Jenn & Lluís: 3. Herauszufinden, was diese Reise uns individuell bedeutet, wie mit unseren Unterschieden und Erwartungen umzugehen und eine gemeinsame Basis zu kreieren, um gemeinsam vorwärtsmarschieren zu können. Das ist eine konstante Herausforderung, da wir beide ziemlich unabhängig sind. Wir sprechen täglich darüber und stellen so sicher, dass wir beide am selben Strick ziehen. Wir passen uns dabei so gut wie möglich an, um sicherzustellen, dass beide zufrieden sind. Wir sind schon lange Zeit zusammen, doch dieser Marsch hat uns auf neue Art getestet und es ist ganz anders, als in unserem „normalen“ Leben in Catalonien zusammenzuleben.
5. Welche Werkzeuge haben Euch am meisten unterstützt, um Euer Ziel zu erreichen?
Lluís: Durchhaltevermögen und Lächeln
Jenn: Einverstanden, ein Lächeln trägt weit und ist das einfachste, billigste Werkzeug, das wir in unserer Werkzeugkiste haben. Es ist besonders brauchbar, wenn wir durch anderer Leute Leben marschieren und Kulturräume durchqueren.
Ich möchte noch anfügen, dass das Teppichmesser mit Keramikklinge viel brauchbarer ist, als ich je erwartet hätte.

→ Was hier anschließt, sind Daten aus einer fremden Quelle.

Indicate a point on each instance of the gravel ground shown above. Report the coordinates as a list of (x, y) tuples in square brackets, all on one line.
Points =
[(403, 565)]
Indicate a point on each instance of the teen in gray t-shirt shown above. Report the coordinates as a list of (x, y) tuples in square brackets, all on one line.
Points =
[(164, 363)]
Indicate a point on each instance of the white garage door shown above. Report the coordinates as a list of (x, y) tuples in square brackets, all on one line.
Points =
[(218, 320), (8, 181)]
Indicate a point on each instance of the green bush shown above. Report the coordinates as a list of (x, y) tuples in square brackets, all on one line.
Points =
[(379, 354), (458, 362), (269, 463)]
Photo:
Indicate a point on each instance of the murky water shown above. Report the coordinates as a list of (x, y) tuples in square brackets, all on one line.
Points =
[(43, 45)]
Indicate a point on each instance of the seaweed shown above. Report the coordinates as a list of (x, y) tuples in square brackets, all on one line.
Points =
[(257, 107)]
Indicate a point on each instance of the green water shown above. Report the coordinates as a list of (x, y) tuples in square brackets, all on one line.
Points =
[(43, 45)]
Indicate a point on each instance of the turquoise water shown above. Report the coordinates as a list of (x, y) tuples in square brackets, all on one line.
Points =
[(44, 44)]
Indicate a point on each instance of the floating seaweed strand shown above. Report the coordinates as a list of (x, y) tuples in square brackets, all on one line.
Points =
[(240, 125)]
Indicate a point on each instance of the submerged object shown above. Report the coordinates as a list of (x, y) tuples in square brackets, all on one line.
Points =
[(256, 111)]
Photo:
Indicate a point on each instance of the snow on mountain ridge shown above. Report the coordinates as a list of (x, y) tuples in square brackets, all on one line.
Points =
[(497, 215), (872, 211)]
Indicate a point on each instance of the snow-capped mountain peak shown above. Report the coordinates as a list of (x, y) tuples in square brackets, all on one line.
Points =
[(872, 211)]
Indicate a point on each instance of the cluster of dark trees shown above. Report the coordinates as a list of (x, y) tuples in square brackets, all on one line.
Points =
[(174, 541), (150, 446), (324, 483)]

Was zunächst ein Impulskauf einige Tage vor Abreise aus Barcelona war, hat sich bewährt, um Schnur zu schneiden oder Ingwer für Tee zu scheibeln 🙂
6. Was habt Ihr dabei gelernt?
Es ist kein Lernen, sondern mehr eine Bestätigung. Die Welt ist voller netter, gütiger und grosszügiger Leute. Wir erkunden die Welt und suchen das Gute in Menschen, und wir hatten bis jetzt Glück. Im Allgemeinen sehen wir auch, dass wir alle uns viel ähnlicher sind als wir uns unterscheiden, egal wo auf dem Planeten wir uns befinden.